STOKE WINDOW by JESS POLGLASE
Saturday 22nd March - Saturday 29th March, 2014
In the first of a new series of AirSpace Gallery's In The Window exhibitions, Cornish Artist, Jess Polglase explores architecture, perspective and space.
The AirSpace Gallery Window reaches a large daily audience and our market research has discovered that our Window exhibition program is very positively received. The In The Window programmeoffers artists at all stages of their careers a chance to test ambitious new work in an established Gallery setting.

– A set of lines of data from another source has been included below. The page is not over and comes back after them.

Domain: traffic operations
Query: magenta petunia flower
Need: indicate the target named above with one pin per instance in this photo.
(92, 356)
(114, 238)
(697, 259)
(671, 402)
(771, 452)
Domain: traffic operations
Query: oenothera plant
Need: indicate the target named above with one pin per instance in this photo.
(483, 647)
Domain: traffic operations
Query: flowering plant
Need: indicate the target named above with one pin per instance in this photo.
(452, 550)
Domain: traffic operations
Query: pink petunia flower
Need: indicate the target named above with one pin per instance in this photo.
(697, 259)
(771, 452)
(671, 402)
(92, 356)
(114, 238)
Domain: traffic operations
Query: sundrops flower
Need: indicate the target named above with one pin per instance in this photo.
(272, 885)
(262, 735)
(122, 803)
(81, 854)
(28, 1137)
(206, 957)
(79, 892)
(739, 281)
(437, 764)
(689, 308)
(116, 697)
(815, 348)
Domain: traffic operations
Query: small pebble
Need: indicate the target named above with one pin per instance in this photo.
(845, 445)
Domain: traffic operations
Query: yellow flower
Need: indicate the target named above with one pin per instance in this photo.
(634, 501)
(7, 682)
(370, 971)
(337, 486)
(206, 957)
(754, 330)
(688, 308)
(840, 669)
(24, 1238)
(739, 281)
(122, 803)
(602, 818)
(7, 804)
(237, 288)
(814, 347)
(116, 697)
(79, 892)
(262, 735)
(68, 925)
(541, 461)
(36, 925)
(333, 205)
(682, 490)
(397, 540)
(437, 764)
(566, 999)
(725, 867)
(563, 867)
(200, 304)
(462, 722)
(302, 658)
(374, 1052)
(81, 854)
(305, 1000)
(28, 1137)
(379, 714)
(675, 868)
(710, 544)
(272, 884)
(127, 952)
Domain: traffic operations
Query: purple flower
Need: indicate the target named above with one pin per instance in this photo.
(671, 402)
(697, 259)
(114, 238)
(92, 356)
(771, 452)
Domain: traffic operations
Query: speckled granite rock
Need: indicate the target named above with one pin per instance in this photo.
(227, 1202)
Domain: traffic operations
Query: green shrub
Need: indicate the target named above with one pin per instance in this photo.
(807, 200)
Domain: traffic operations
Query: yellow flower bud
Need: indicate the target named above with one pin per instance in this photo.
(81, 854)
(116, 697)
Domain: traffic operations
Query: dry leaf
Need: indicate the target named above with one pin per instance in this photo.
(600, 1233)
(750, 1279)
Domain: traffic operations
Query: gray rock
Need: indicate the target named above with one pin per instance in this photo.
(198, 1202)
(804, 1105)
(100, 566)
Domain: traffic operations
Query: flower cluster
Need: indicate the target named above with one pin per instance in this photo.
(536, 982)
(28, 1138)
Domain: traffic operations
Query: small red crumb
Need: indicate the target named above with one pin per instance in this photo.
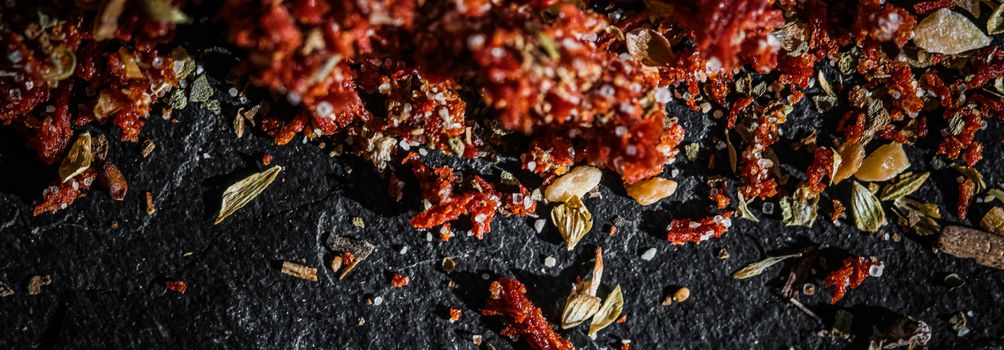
(850, 274)
(399, 280)
(176, 286)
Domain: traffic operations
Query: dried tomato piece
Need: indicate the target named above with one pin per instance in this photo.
(684, 231)
(508, 298)
(853, 271)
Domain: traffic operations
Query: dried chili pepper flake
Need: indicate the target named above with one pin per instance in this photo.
(684, 231)
(966, 191)
(176, 286)
(508, 298)
(399, 280)
(851, 273)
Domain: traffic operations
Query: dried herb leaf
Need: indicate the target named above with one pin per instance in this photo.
(972, 173)
(949, 32)
(608, 312)
(239, 195)
(163, 11)
(744, 211)
(572, 220)
(905, 185)
(994, 221)
(758, 268)
(649, 47)
(995, 25)
(868, 215)
(78, 157)
(299, 271)
(800, 208)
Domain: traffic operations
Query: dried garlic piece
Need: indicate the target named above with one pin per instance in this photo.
(649, 47)
(650, 191)
(78, 157)
(949, 32)
(868, 215)
(994, 221)
(580, 181)
(757, 268)
(851, 155)
(612, 306)
(884, 163)
(572, 220)
(582, 303)
(299, 271)
(908, 184)
(239, 195)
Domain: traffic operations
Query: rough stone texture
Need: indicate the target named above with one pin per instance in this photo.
(107, 289)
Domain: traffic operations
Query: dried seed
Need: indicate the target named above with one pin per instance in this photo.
(758, 268)
(148, 147)
(651, 191)
(884, 163)
(299, 271)
(36, 283)
(985, 248)
(994, 221)
(576, 183)
(78, 157)
(572, 220)
(649, 47)
(949, 32)
(908, 183)
(607, 313)
(868, 215)
(239, 195)
(851, 155)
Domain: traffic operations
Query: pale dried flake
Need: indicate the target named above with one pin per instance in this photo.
(573, 221)
(867, 211)
(78, 158)
(576, 183)
(607, 313)
(759, 267)
(358, 223)
(884, 163)
(243, 192)
(299, 271)
(985, 248)
(5, 291)
(949, 32)
(148, 147)
(37, 282)
(994, 221)
(651, 191)
(905, 185)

In Stoke Window, Jess has created a piece of work engendered through a particular process. Through creating wall drawings that are linear maps of ceilings she has visited, converting a photo to a line drawing and then taping this onto the wall of the exhibition, her lines extend perspective in an exhibition space by working with the nature of her surroundings and creating a warped shape that encompasses the room. She works with the exhibition space, not within it, and enhances the architecture already present, her lines of whiteboard gridding tape signify a space usually unnoticed and unloved.

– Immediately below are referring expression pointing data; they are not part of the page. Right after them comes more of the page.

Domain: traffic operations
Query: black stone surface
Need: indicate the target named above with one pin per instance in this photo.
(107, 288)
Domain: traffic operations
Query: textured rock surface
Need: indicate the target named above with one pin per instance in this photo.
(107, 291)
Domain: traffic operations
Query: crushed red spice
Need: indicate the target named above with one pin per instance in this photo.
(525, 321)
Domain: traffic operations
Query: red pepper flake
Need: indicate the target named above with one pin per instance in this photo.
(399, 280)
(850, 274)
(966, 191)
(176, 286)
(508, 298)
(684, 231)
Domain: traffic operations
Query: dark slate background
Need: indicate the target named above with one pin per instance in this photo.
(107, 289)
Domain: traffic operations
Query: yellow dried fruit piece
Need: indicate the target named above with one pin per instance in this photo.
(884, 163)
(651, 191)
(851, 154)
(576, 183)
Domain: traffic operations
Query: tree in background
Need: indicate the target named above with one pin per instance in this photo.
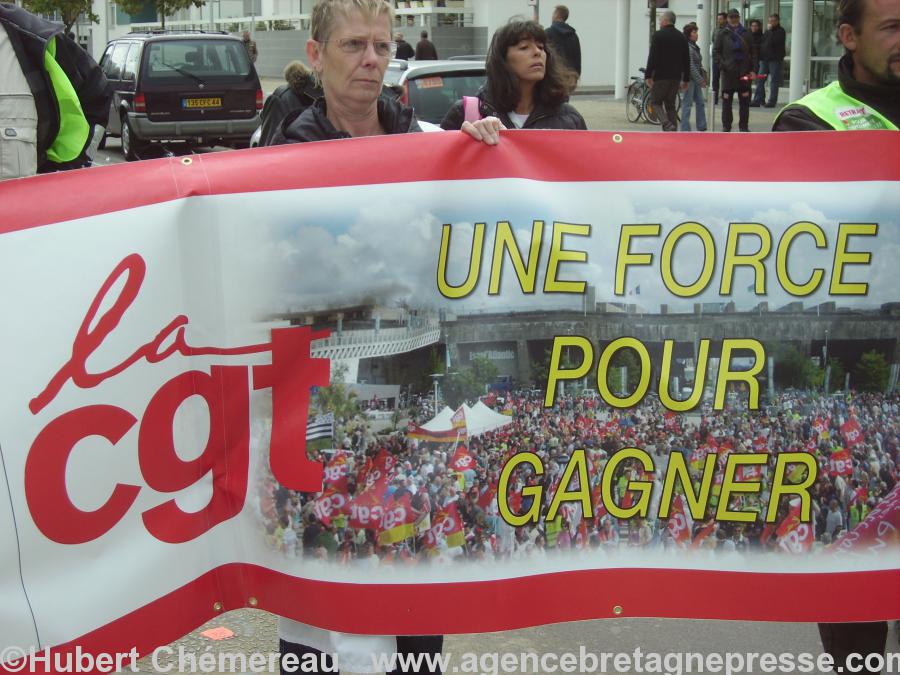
(629, 359)
(793, 369)
(69, 10)
(872, 372)
(837, 375)
(163, 8)
(337, 397)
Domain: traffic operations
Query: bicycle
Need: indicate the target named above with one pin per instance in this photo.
(638, 104)
(651, 113)
(634, 99)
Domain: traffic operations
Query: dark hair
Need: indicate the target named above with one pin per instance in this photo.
(502, 87)
(851, 11)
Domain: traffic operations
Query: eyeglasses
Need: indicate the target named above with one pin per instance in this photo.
(382, 48)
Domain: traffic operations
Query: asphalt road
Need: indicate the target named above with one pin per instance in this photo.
(255, 633)
(600, 112)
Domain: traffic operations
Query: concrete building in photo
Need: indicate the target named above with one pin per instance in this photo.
(614, 34)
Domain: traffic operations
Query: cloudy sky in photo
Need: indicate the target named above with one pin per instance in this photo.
(340, 246)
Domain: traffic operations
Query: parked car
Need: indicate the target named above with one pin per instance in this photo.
(194, 87)
(432, 87)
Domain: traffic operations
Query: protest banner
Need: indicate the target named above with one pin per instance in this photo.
(163, 340)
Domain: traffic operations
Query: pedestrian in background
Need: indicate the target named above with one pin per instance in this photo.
(693, 97)
(771, 60)
(721, 20)
(250, 46)
(54, 102)
(668, 68)
(563, 38)
(526, 88)
(737, 62)
(297, 94)
(405, 50)
(425, 49)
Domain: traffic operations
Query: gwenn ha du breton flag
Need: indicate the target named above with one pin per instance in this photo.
(157, 388)
(322, 426)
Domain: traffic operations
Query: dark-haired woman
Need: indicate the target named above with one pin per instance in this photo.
(693, 97)
(526, 88)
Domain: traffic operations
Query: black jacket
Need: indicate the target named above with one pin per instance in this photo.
(883, 98)
(29, 35)
(405, 50)
(313, 124)
(669, 58)
(736, 55)
(773, 45)
(425, 50)
(565, 40)
(562, 116)
(298, 94)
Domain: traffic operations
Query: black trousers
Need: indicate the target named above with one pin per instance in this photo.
(663, 95)
(842, 639)
(406, 644)
(743, 96)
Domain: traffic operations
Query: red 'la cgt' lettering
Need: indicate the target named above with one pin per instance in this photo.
(226, 391)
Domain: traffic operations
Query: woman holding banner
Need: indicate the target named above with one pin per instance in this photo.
(349, 50)
(527, 88)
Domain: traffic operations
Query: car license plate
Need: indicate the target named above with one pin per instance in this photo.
(201, 103)
(430, 83)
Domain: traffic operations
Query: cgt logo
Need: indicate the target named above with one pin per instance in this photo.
(226, 392)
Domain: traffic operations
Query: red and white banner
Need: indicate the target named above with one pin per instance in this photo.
(852, 433)
(160, 363)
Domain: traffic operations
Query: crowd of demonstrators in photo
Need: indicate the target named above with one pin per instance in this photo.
(446, 493)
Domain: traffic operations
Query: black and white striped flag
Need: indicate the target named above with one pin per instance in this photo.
(321, 426)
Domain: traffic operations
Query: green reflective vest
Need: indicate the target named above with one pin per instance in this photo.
(74, 130)
(841, 111)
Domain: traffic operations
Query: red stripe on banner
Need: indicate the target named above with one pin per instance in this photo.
(539, 155)
(426, 609)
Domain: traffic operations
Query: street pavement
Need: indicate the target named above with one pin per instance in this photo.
(256, 632)
(601, 112)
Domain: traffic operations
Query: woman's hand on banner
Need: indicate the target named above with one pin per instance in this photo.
(486, 130)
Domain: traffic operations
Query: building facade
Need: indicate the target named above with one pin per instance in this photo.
(614, 33)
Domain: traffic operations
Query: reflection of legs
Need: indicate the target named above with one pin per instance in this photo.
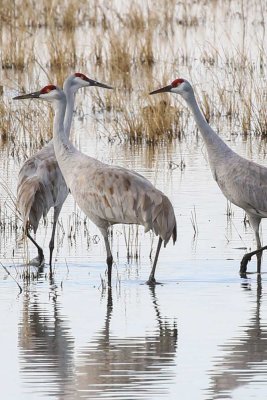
(255, 223)
(40, 250)
(151, 279)
(109, 257)
(52, 240)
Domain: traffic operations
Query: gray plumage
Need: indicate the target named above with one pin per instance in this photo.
(108, 195)
(41, 185)
(243, 182)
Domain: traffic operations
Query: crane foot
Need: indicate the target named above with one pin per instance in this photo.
(244, 262)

At Airspace her lines fill the windows. The lines are not meant to be recognisable to the audience, purely reduced to line they take on a new meaning, and the original ceiling is purely the starting point of the lines. Instead we are asked to question perspective and the way in which Jessica Polglase’s construction works in the space it fills.

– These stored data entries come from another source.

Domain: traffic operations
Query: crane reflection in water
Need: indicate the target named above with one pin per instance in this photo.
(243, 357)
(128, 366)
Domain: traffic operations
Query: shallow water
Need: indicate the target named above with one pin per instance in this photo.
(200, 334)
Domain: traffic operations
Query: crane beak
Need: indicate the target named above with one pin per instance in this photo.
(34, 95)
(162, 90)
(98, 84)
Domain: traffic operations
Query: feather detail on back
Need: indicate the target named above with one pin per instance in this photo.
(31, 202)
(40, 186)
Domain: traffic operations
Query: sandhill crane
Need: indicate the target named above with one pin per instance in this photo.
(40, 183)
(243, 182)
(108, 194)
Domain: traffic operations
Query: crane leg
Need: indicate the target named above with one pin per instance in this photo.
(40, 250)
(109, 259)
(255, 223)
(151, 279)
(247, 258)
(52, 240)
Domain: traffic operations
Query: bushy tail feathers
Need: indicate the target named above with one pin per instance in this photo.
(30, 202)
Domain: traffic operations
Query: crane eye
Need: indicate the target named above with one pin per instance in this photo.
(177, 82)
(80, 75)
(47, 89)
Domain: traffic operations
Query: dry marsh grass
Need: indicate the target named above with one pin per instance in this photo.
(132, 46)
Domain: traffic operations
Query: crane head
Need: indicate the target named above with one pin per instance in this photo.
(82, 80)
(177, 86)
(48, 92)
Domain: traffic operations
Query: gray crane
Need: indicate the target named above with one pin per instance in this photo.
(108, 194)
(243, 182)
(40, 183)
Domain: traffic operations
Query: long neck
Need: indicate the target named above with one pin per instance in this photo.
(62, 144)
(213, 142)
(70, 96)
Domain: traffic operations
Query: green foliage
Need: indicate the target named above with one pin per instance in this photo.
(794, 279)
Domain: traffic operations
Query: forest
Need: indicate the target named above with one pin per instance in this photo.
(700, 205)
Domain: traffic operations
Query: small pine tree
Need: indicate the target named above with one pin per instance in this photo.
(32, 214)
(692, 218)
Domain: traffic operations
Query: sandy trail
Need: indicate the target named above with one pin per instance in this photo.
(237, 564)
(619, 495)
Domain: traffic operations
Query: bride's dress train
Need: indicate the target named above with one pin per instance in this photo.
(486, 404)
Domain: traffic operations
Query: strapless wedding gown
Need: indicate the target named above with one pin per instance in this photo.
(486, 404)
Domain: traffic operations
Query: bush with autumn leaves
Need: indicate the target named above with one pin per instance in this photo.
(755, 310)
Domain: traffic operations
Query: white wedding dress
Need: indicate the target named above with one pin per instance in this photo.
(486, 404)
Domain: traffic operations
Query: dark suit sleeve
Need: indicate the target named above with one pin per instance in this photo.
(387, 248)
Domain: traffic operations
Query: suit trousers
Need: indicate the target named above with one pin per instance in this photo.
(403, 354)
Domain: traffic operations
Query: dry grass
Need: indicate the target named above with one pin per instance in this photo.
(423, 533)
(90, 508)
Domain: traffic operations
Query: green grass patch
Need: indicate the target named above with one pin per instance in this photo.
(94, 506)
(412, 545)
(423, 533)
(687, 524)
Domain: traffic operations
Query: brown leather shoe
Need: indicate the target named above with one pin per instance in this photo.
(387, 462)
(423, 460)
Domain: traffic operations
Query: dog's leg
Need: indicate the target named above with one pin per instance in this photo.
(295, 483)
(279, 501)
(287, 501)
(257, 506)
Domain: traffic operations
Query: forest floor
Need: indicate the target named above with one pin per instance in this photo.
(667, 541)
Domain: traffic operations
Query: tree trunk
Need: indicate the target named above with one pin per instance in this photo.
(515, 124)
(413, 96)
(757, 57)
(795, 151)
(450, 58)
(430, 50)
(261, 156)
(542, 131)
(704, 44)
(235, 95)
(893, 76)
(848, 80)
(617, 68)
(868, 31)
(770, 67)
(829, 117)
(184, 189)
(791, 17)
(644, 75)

Jessica Polglase was born in Penzance, Cornwall, in 1990. She has been exhibiting in group shows since 2006, when she was selected to be in the ‘Gifted and Talented’ group at school. She has always been interested in art and participated in life drawing classes from the age of 15 in St Ives, continuing throughout college and during the Art Foundation course at Tregye, Truro College, Cornwall, which she completed in 2010. She then went on to study BA(Hons)Fine Art: Painting and Drawing at The University of Gloucestershire graduating with a first class honours degree. Whilst at university she won a month’s scholarship at the British School in Rome, funded by The Summerfield Trust, and this experience strengthened her artistic practice greatly. Both by winning and experiencing the trip her work became more confident and interesting. It also led to her being selected to represent her university at the ‘Hans Brinker Budget Trophy’ exhibition competition in Amsterdam, December 2012 where she was able to compete against other students. She has spent time volunteering at Newlyn Art Gallery and Gloucester Guildhall Gallery, and even spent time as an artist’s assistant for the artist Andrew Palmer. During her time at university she collaborated with fellow student Jodie Downes, finding the experience liberating when compared to solo work, and hopes to have an opportunity like this again in the future. In their second year these two artists also organised a group exhibition entitled ‘Flux’ for the Gloucester Guildhall Gallery.
Jessica’s work is very much about drawing attention to the unnoticed, as well as speaking to the audience on a personal level, and involving them. She sometimes uses mirrors to include a visual aspect of the audience into her work that is different for every person, exhibited at different heights so that the audience doesn’t always see their own face staring back at them. She has a huge interest in building work specifically for the site it will be exhibited in and Polglase is interested in exploring how the space around art can become part of the final work and experience. Her lines of whiteboard gridding tape signify a space usually unnoticed and unloved. Her wall drawings are linear maps of ceilings she has visited, converting a photo to a line drawing and then taping this onto the wall of the exhibition.
Currently Jessica is living and practicing in Cornwall. Her three passions are art, Cornwall and feminism.